Date Published: March 2011
Japanese macaques (Macaca fuscata) are short-tailed Old World monkeys found in Japan. They are highly adaptable and can occupy suitable habitat at a variety of altitudes, with sites ranging from sea level to 3,180m above sea level. There is no evidence of Japanese macaques establishing outside their native range, although a troop of 150 macaques was transferred to Texas for research purposes in 1972, where they exist in semi free-ranging conditions, but are provisioned with food daily.
Japanese macaques are a major agricultural pest in Japan, and annually cause the equivalent of $AU19.5million damage to crops and infrastructure. Approximately 10,000 Japanese macaques are destroyed each year to protect crops. They have few natural predators and are capable of spreading diseases such as canine distemper virus, hepatitis E and herpes B virus.

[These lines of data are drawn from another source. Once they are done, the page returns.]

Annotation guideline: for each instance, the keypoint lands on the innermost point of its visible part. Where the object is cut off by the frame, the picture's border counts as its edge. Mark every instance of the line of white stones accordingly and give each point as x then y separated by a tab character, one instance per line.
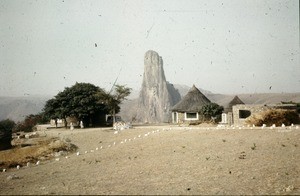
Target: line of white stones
101	147
157	131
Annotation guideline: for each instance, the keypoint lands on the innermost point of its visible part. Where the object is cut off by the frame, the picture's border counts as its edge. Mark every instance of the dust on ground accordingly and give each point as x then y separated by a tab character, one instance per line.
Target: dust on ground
166	160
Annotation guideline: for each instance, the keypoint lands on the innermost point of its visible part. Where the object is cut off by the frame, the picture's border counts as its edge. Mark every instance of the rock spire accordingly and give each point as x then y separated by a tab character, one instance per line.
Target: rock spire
157	96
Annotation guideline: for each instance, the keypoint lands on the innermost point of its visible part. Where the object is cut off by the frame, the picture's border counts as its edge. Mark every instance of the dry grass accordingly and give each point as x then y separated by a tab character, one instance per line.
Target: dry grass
36	149
274	116
177	160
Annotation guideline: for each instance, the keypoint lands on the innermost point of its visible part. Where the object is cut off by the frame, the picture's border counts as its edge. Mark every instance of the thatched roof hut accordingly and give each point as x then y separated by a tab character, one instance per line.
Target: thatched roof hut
235	101
193	101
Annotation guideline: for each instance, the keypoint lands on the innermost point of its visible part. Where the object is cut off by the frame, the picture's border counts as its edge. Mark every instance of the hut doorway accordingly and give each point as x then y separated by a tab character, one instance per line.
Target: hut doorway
175	117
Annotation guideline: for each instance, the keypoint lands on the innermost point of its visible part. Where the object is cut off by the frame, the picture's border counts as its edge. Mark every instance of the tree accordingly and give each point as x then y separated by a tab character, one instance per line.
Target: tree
114	100
212	111
83	101
6	127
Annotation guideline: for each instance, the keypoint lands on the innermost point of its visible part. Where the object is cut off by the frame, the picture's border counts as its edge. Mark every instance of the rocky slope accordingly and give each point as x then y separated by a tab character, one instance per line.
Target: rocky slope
157	96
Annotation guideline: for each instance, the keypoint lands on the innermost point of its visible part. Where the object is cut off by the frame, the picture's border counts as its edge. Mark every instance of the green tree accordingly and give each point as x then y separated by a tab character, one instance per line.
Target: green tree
212	111
114	100
83	101
6	127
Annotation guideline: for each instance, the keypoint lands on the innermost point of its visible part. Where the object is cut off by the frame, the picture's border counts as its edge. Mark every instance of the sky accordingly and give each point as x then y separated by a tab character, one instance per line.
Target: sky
228	47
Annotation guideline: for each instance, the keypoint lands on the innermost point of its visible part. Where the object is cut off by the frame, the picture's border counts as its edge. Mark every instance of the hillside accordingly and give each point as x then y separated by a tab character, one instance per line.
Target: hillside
16	108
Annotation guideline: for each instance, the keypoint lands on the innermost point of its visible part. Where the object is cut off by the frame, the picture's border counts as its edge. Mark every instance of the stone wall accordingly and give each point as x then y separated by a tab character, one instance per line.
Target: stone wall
241	112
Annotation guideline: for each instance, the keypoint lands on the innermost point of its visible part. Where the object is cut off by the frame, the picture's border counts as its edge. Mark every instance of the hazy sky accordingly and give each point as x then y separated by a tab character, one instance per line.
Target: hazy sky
229	46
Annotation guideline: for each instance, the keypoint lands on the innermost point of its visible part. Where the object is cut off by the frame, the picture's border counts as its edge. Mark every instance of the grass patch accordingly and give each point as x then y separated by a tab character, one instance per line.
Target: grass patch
41	149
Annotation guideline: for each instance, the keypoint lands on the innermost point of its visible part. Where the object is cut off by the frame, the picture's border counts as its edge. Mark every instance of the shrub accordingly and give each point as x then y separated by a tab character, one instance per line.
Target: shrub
6	127
274	116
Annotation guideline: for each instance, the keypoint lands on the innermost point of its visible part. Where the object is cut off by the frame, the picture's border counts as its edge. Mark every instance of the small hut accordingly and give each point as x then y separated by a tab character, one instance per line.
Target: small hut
227	117
188	109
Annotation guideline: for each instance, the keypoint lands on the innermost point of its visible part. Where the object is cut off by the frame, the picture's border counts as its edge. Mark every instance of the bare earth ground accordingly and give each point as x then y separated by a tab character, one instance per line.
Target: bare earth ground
168	160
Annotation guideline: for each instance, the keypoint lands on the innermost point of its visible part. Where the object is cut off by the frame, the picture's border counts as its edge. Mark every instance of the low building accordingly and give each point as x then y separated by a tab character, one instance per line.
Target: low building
241	112
227	116
188	109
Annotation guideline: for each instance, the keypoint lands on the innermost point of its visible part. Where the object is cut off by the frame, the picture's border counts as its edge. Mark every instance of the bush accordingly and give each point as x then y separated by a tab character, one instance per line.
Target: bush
274	116
212	112
6	127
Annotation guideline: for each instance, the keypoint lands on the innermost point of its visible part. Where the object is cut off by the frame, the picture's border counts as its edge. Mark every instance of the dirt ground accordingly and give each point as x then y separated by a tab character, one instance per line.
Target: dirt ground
167	160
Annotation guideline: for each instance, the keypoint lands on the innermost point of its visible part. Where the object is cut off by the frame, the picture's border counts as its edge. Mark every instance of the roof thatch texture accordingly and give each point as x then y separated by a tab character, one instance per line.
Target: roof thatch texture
235	101
193	101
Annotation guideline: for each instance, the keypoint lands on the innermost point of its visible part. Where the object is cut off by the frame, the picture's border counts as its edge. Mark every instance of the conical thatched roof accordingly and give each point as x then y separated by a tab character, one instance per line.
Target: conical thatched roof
193	101
236	100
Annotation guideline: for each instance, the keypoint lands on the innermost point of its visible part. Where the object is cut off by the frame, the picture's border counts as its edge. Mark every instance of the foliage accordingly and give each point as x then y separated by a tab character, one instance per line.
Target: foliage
29	122
83	101
212	111
7	125
274	116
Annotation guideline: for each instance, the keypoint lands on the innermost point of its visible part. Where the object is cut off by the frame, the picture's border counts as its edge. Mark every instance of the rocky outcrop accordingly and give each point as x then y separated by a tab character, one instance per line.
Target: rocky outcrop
157	96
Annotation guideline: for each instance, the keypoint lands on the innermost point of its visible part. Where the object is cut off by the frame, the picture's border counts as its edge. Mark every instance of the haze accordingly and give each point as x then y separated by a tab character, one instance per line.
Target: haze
230	46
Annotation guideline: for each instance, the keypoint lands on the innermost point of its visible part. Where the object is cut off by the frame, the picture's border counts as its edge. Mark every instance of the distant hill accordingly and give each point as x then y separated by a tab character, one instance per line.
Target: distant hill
17	108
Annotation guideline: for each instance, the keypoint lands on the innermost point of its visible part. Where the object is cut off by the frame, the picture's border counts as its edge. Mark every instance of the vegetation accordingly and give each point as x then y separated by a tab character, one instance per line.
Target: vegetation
46	148
86	102
212	111
113	101
274	116
6	127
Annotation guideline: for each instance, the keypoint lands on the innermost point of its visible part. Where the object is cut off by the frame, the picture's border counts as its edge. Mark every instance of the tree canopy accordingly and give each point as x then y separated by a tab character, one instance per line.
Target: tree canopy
85	102
212	111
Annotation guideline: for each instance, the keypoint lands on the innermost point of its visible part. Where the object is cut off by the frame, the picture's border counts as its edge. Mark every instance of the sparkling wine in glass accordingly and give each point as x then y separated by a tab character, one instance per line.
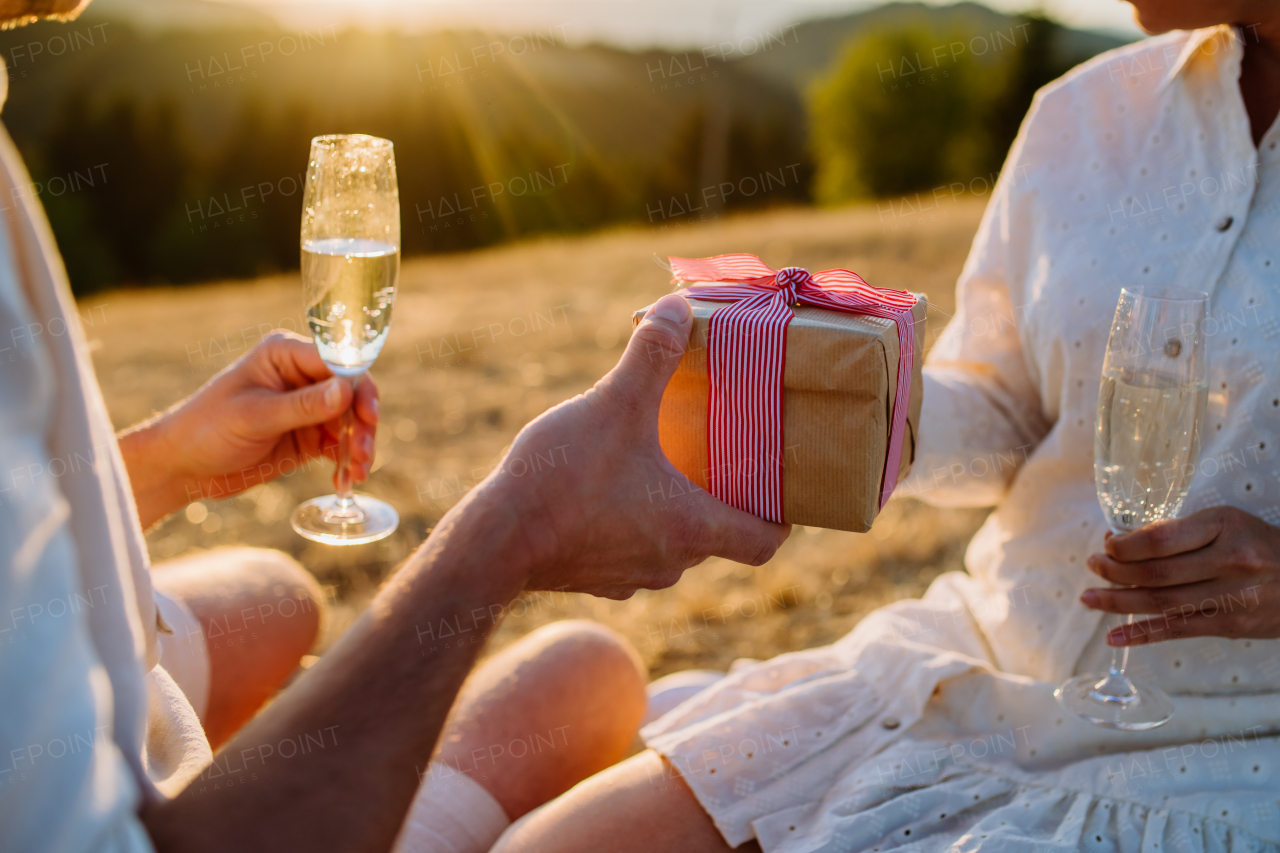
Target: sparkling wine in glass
350	268
1151	411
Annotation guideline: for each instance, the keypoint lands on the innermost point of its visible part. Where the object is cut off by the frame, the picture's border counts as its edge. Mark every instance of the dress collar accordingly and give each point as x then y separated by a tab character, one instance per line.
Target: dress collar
1219	45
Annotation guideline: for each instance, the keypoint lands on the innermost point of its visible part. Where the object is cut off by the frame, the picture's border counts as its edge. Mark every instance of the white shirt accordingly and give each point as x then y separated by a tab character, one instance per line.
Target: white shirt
90	724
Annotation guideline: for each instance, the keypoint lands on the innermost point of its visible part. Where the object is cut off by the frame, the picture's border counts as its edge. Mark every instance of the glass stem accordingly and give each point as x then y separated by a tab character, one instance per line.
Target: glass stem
343	509
342	475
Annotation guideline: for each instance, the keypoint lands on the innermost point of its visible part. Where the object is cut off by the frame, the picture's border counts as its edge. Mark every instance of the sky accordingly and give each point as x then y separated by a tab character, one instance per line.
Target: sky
639	23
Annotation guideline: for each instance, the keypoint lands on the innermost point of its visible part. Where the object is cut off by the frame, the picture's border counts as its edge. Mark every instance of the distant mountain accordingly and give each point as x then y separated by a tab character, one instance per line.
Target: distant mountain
196	115
154	16
812	46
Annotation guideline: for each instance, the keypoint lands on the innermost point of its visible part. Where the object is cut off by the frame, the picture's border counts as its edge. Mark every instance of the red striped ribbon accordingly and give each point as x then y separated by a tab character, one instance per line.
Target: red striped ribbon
746	355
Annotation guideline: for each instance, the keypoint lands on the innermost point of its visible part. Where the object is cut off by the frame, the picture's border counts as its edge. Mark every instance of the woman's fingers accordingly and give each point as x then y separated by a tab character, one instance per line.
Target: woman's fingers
1157	630
1189	598
295	357
1166	538
1170	571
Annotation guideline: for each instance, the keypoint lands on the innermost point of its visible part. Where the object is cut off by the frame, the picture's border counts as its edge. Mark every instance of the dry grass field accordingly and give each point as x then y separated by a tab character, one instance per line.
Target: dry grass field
481	343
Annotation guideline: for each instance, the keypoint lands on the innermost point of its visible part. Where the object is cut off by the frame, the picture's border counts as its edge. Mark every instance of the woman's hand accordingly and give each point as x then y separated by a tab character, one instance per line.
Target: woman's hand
265	415
1215	573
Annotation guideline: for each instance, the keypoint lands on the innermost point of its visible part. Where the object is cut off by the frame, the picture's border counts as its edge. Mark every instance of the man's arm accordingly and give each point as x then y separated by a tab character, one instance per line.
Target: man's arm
584	520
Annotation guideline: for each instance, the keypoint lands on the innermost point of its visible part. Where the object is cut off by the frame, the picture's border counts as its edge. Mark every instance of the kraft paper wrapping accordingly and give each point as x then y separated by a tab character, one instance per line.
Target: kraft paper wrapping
837	401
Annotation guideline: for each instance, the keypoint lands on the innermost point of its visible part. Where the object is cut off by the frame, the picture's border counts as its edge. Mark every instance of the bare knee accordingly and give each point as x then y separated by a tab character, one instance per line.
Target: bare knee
595	653
547	712
242	587
260	612
639	806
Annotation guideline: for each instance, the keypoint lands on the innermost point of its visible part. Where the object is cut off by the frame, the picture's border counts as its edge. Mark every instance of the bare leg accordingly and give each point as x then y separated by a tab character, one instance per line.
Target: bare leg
639	806
259	611
545	714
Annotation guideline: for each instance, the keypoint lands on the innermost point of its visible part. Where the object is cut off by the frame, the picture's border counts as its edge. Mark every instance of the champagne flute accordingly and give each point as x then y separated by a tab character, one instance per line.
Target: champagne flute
1151	413
350	265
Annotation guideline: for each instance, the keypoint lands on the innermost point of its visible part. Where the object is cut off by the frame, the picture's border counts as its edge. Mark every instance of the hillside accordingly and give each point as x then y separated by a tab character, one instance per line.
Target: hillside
199	132
453	397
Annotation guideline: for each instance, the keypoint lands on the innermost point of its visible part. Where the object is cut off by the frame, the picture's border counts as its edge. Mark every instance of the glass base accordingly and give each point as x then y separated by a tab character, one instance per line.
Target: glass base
328	520
1115	701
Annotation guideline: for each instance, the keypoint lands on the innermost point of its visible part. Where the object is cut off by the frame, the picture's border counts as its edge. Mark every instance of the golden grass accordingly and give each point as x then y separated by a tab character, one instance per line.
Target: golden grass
481	343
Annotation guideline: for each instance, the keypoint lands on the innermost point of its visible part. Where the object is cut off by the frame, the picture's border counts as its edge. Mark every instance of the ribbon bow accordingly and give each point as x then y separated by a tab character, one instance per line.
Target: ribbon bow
746	355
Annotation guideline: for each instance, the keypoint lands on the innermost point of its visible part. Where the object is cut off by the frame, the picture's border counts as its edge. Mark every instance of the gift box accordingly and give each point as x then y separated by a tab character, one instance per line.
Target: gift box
794	401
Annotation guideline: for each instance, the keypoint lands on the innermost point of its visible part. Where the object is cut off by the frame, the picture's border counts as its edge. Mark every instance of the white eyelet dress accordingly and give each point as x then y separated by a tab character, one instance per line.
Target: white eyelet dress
932	725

Establishment of Japanese macaques in Tasmania could impact primary industries and native species, although modelling suggests that the Tasmanian climate is unsuitable. The Japanese macaque is currently listed as a species of 'least concern' under the IUCN Red List and Japanese macaques are 'controlled animals' under the Tasmanian Nature Conservation Act 2002.
This risk assessment concludes that Japanese macaques are a serious threat to Tasmania and proposes that imports be restricted to those license holders approved for keeping serious threat species.